Dejar tapado hasta que los cebadores se hayan evaporado por completo. Configure reacciones de muestra con cuatro a ocho réplicas técnicas. Una vez completada la ejecución de PCR, normalice los valores umbral del ciclo bruto a los niveles de genes de limpieza y determine los cambios de pliegue mediante el cálculo de delta-delta Ct.La perilipina y los adipocitos positivos de los AATT no fijos han alterado significativamente la morfología en comparación con las secciones fijas, lo que hace que su identificación, visualización y una cuantificación posterior sean mucho más difíciles y potencialmente inexactas.

Por el contrario, la fijación de PFA preserva la morfología de los adipocitos, lo que permite una detección precisa de la grasa intramuscular. En comparación con el músculo TA no lesionado, la lesión por glicerol induce la expresión de marcadores adipogénicos tempranos, como PPAR gamma y CEBP alfa tan pronto como tres días después de la lesión. Los marcadores maduros como la adiponectina y la perilipina se pueden detectar tan pronto como cinco días después de la lesión por glicerol.
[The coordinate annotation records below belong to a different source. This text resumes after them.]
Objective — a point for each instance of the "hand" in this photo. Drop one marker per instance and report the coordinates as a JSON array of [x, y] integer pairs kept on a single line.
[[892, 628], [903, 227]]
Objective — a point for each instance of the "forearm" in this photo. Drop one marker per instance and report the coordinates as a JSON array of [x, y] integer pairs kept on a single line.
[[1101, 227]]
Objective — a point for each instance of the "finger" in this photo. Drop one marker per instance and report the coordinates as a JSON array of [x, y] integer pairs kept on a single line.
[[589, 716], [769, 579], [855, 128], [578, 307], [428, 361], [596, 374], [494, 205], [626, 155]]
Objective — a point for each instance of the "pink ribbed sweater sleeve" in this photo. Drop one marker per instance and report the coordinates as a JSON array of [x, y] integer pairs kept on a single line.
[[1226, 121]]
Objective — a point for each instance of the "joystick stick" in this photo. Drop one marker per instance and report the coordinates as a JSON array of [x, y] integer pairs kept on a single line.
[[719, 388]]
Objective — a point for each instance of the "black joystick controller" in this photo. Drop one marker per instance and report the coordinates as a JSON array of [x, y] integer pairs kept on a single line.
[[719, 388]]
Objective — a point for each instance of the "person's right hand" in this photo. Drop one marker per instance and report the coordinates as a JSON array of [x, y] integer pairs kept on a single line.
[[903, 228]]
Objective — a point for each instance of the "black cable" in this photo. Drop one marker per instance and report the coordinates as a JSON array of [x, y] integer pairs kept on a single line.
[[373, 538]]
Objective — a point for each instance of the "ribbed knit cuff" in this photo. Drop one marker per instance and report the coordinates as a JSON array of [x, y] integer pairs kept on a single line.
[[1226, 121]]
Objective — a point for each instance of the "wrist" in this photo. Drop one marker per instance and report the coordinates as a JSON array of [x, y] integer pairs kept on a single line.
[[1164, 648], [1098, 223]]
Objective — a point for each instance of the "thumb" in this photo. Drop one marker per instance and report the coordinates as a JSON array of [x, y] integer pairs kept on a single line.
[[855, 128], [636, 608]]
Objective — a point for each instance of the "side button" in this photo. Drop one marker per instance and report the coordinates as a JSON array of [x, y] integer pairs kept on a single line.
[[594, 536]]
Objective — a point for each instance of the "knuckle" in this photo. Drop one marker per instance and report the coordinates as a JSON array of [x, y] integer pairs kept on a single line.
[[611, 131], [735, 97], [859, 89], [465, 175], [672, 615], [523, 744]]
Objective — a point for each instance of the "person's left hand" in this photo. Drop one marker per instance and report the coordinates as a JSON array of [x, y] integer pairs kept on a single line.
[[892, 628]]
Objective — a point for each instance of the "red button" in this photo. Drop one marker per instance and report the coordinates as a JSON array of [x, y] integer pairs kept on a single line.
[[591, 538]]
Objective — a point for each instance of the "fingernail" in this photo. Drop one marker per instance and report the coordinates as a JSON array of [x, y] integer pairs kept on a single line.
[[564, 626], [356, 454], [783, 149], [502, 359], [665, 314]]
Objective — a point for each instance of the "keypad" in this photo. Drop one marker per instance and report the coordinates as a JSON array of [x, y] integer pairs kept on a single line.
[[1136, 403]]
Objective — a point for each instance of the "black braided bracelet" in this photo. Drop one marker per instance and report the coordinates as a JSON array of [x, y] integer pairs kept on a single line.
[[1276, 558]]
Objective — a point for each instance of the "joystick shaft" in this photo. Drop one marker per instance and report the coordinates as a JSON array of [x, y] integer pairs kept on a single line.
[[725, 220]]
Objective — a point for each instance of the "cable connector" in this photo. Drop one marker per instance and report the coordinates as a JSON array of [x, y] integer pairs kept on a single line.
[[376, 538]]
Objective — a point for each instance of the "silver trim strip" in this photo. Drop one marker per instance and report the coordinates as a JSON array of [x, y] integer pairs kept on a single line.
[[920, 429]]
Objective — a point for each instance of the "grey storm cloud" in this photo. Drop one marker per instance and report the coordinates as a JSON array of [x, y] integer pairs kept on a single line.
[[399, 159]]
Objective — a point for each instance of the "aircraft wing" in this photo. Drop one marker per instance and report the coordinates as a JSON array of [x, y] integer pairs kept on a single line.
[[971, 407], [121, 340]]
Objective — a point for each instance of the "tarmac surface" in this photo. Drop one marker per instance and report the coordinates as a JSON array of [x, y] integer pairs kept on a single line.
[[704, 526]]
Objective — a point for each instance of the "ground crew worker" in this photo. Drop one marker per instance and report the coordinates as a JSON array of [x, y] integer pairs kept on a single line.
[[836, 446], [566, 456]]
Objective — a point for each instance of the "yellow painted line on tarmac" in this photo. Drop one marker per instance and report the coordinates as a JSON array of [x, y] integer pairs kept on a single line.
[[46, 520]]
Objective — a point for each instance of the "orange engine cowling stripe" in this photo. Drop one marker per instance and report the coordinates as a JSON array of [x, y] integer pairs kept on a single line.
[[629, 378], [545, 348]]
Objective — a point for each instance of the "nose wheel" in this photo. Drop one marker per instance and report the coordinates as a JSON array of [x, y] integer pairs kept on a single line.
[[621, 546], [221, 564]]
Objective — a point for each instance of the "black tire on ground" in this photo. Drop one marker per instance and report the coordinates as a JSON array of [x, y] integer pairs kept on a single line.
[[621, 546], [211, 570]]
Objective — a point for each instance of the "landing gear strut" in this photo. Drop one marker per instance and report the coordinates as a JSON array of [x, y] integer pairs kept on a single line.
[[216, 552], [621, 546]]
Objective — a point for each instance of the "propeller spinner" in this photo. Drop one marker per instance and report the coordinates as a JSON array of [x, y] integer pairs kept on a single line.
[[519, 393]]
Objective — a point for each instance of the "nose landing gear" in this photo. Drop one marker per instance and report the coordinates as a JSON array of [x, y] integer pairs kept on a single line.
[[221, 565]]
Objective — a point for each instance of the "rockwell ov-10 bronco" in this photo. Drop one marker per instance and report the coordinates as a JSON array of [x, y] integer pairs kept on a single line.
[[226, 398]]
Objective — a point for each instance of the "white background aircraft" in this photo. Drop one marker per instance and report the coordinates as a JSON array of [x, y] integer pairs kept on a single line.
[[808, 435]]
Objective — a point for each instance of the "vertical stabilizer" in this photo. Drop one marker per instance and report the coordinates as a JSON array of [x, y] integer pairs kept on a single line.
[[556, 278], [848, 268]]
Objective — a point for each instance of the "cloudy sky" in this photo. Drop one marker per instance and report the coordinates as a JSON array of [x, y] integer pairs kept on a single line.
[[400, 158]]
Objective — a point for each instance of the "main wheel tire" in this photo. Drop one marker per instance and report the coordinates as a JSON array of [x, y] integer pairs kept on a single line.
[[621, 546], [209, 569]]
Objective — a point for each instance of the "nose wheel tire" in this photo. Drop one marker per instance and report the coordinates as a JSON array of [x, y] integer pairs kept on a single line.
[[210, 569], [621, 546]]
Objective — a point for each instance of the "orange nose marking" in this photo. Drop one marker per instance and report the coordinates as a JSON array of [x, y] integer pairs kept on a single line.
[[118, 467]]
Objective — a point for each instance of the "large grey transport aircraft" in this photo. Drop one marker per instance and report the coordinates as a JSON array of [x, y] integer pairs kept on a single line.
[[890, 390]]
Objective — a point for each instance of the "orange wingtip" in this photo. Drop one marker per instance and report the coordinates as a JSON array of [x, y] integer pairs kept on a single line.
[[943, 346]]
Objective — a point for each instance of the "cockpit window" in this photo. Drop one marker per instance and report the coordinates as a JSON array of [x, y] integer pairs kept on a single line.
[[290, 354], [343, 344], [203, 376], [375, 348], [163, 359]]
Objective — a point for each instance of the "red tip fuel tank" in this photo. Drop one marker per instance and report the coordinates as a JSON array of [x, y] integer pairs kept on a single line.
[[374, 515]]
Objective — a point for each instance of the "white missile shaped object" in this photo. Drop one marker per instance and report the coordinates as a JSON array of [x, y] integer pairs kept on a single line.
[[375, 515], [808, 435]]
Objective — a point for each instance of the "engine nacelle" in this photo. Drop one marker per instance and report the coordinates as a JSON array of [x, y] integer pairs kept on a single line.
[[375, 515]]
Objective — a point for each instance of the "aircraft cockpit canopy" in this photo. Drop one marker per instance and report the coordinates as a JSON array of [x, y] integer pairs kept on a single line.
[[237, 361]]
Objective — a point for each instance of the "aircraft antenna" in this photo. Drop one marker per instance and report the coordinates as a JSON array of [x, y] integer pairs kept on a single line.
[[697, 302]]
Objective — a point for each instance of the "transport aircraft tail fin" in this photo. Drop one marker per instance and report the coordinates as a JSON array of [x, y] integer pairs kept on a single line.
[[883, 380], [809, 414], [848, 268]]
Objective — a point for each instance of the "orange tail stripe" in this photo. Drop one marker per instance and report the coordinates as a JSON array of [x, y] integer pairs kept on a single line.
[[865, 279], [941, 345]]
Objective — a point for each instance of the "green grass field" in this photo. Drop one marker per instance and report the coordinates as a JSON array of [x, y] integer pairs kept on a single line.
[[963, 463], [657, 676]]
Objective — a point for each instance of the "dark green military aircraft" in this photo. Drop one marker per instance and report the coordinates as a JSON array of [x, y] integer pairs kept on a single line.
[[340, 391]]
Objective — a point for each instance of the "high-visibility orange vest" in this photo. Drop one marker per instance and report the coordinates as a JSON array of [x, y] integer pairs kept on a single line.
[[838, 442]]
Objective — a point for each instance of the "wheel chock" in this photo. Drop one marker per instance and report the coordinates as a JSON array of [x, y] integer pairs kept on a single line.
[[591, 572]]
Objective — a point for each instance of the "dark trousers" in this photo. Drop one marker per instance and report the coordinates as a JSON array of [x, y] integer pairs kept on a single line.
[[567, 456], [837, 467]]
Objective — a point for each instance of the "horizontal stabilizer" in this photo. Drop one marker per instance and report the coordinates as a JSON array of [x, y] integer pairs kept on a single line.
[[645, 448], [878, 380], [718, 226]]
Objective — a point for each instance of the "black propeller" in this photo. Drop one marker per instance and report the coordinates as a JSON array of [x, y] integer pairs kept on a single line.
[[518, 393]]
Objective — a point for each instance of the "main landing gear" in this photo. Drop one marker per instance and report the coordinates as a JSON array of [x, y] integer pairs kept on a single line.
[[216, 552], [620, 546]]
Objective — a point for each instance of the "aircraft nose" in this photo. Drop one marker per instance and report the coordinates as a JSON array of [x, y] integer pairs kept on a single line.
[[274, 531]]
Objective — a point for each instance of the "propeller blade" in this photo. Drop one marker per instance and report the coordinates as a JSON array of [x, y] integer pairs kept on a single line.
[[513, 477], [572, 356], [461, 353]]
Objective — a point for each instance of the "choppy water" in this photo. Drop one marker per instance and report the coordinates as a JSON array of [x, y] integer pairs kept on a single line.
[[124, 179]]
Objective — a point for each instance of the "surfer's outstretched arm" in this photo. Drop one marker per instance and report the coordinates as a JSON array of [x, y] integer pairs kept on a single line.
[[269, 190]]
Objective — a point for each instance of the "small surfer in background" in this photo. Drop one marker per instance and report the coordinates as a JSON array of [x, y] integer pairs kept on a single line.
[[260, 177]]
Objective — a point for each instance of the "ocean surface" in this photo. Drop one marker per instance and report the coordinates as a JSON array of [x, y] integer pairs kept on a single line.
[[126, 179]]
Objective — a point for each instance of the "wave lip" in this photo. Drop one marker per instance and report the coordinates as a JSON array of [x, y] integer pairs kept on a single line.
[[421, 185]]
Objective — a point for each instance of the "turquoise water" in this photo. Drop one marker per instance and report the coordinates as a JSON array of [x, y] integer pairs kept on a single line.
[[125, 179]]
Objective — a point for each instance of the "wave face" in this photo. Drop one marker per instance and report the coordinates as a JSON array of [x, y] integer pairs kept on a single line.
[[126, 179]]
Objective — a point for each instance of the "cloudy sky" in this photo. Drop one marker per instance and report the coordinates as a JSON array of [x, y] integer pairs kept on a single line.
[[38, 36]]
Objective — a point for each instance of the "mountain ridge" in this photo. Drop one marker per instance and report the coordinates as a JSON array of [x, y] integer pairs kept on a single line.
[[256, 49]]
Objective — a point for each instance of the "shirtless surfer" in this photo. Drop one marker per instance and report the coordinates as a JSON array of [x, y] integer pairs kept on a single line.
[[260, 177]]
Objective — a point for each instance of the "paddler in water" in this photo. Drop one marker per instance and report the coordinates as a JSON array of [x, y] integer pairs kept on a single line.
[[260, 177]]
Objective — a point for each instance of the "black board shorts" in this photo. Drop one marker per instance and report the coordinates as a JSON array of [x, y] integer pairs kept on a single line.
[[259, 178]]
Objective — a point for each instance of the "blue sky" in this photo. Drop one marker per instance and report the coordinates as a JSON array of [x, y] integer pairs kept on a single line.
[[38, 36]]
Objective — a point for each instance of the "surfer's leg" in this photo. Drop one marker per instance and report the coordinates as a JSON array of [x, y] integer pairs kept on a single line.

Utilizando el rastreo genético del linaje, la mayoría de los FAP alfa del receptor PDGF expresan el marcador de linaje EYFP. Siete días después de la lesión por glicerol, los FAP positivos para EYFP se han convertido en perilipina EYFP positiva que expresa adipocitos, lo que demuestra que los FAP son de hecho el origen celular de la grasa intramuscular. El protocolo también se puede adaptar para visualizar el compartimento miogénico.

Usando anticuerpos contra PAX7 y MYOD1, los marcadores de células madre y mioblastos musculares, respectivamente, se pueden detectar fácilmente cinco días después de la lesión por glicerol, incluso en secciones de tejido muscular fijo de PFA. Este protocolo también se puede adaptar para visualizar y cuantificar adipocitos y otros tejidos adultos. Además, nuestra técnica de preservación de tejidos es compatible con la variedad de diferentes técnicas de pie.